Malazgirt zaferi, Avrupa’da da derin izler bırakmıştır. Bizans’ın yenilmesi üzerine kendilerini de tehlikede gören Hristiyan Avrupa, Türklere karşı ittifaklar oluşturmuşlardır. Haçlı ittifakı aslında bu zafere bir tepki olarak doğmuştur. Haçlı seferleriyle Türk ilerleyişi durdurulmak istenmiştir. Malazgirt zaferi ile Anadolu’nun kapıları ardına kadar açılmış idi. Böylece Anadolu’nun Türkleşmesi safhası başlamış ve kısa süre zarfında Türkler Anadolu’da çoğunluğu sağlamışlardır. Anadolu’nun çeşitli yerlerinde irili ufaklı Türk devletleri ortaya çıkmıştır.

Anadolu’da dengelerin Türkler lehine bu denli hızla değişmesinin sebepleri nelerdi?

a) Bizans idaresindeki Anadolu’nun durumu: Bizans idaresinde yaşayan halk yönetimden memnun değildi. Çünkü Bizans özellikle köylülere ağır vergiler yüklüyor ve Ortodoks mezhebinden olmayanlara baskı uyguluyordu . Ayrıca aralıklarla süren İran, Arap ve Türk akınları halkın daha batıya göç etmesine yol açmıştı. Kısacası savaşlar, yönetimin baskısı ve salgın hastalıklar nedeniyle nüfus oldukça azalmıştı.
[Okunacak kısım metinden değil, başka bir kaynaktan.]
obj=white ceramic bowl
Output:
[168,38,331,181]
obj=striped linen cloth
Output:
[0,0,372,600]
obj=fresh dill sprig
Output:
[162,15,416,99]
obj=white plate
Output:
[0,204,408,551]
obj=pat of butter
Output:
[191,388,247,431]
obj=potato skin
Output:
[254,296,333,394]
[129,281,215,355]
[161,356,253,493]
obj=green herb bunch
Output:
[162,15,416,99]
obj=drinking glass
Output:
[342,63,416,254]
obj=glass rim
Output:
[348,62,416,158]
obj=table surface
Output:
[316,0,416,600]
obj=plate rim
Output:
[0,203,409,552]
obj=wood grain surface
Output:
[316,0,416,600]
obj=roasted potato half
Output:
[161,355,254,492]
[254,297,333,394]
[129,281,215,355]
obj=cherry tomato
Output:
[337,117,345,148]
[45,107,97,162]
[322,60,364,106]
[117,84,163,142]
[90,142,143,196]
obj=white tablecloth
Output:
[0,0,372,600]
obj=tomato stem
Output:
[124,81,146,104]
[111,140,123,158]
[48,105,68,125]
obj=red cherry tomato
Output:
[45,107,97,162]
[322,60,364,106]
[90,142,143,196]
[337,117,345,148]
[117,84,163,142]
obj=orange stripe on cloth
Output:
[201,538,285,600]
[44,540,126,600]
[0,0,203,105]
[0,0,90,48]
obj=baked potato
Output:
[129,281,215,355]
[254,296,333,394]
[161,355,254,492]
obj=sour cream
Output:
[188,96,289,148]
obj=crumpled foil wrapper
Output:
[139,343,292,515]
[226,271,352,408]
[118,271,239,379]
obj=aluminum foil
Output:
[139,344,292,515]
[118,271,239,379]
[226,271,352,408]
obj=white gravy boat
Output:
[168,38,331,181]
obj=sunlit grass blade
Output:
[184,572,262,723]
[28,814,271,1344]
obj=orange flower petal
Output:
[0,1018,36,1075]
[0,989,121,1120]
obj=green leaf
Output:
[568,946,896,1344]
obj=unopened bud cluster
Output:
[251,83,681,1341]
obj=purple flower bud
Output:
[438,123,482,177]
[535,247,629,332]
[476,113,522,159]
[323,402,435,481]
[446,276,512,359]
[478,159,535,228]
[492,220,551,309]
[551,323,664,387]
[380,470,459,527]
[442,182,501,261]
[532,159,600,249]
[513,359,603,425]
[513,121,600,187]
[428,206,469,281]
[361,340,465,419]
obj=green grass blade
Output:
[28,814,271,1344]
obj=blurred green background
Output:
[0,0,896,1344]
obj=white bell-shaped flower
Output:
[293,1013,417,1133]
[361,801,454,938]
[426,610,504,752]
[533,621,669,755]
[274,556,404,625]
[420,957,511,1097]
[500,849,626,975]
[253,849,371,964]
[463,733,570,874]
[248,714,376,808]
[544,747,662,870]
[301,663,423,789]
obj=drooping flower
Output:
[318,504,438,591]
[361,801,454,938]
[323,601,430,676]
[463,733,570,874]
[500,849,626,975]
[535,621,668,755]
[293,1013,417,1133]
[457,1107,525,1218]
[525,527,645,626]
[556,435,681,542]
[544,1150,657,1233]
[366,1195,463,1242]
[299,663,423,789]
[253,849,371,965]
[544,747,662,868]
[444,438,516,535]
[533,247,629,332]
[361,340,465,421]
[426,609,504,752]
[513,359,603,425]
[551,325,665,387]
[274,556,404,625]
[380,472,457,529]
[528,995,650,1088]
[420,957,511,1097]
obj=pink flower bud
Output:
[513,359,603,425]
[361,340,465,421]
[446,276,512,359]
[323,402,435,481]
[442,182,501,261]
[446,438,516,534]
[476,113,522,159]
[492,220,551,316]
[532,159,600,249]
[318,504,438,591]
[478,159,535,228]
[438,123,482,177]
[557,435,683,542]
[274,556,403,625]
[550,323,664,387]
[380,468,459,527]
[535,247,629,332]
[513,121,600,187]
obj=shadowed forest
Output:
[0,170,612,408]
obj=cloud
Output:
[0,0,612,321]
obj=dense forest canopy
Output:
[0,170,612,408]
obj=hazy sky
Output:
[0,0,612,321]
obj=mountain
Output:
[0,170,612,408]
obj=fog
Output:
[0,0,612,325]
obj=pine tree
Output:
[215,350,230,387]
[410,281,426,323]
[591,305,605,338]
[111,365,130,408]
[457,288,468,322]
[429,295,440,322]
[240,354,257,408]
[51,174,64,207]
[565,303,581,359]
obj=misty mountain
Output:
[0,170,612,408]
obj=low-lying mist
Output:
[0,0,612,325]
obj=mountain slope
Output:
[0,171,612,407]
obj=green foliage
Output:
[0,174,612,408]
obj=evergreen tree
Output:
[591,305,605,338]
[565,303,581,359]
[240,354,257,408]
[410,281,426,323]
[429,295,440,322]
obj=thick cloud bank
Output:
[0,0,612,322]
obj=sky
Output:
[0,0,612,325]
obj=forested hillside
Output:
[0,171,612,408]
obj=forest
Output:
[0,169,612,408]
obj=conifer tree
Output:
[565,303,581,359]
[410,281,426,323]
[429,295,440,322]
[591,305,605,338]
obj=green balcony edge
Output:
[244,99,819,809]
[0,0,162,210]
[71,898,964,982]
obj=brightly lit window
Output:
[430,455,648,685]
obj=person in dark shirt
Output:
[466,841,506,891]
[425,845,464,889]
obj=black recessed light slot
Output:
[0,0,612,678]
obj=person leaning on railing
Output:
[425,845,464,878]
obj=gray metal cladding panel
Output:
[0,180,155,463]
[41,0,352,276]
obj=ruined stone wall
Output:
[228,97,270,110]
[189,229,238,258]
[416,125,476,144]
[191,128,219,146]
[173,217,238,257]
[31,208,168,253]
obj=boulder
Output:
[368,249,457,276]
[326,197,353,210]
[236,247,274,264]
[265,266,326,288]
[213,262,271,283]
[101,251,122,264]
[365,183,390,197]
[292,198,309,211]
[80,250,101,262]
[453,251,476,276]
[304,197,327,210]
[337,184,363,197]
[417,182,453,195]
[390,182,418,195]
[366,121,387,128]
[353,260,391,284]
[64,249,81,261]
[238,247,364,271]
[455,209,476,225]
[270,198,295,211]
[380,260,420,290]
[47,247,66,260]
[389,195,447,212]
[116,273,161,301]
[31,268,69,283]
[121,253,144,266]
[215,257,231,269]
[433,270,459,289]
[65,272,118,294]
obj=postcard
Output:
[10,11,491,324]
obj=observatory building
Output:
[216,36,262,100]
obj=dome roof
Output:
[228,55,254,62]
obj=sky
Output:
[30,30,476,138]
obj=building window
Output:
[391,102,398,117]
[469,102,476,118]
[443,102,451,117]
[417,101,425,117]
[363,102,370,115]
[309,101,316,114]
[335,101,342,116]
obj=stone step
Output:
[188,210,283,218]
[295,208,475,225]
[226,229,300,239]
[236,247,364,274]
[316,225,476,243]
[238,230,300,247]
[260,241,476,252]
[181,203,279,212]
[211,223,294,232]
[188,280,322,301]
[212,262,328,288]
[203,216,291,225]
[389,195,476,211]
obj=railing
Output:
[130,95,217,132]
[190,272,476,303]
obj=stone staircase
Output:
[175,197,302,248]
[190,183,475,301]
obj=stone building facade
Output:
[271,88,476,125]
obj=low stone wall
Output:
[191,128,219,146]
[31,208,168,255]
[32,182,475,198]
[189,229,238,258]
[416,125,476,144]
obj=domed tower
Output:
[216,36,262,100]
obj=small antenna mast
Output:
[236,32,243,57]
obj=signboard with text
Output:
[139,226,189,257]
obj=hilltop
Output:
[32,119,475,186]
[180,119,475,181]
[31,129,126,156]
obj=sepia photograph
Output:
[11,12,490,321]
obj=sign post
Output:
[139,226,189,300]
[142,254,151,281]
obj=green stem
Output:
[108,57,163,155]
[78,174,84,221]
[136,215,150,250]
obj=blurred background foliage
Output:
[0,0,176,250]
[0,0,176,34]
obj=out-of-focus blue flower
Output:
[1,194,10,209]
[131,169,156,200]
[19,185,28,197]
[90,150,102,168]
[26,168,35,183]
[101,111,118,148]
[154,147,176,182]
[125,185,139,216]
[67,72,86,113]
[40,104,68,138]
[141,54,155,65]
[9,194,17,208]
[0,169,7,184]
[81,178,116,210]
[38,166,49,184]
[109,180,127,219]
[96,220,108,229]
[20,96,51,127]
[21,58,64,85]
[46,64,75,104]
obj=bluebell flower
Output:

b) Türk göçleri: Seyhun ötesindeki kalabalık Türkmen (Oğuz) boyları, Selçuklular tarafından Anadolu’ya sevk edilmekteydi. Yerli nüfusun adeta terk ettiği Anadolu toprakları, tarım ve hayvancılığa elverişliydi. Bu sebeple Türkmenler, aileleri, hayvanları ile birlikte Anadolu yaylalarına yerleştiler. XIII. yüzyıldaki Moğol baskısı sebebiyle ikinci bir göç dalgası yaşandı. Böylece Anadolu’nun Türkleşmesi tamamlanmış oldu.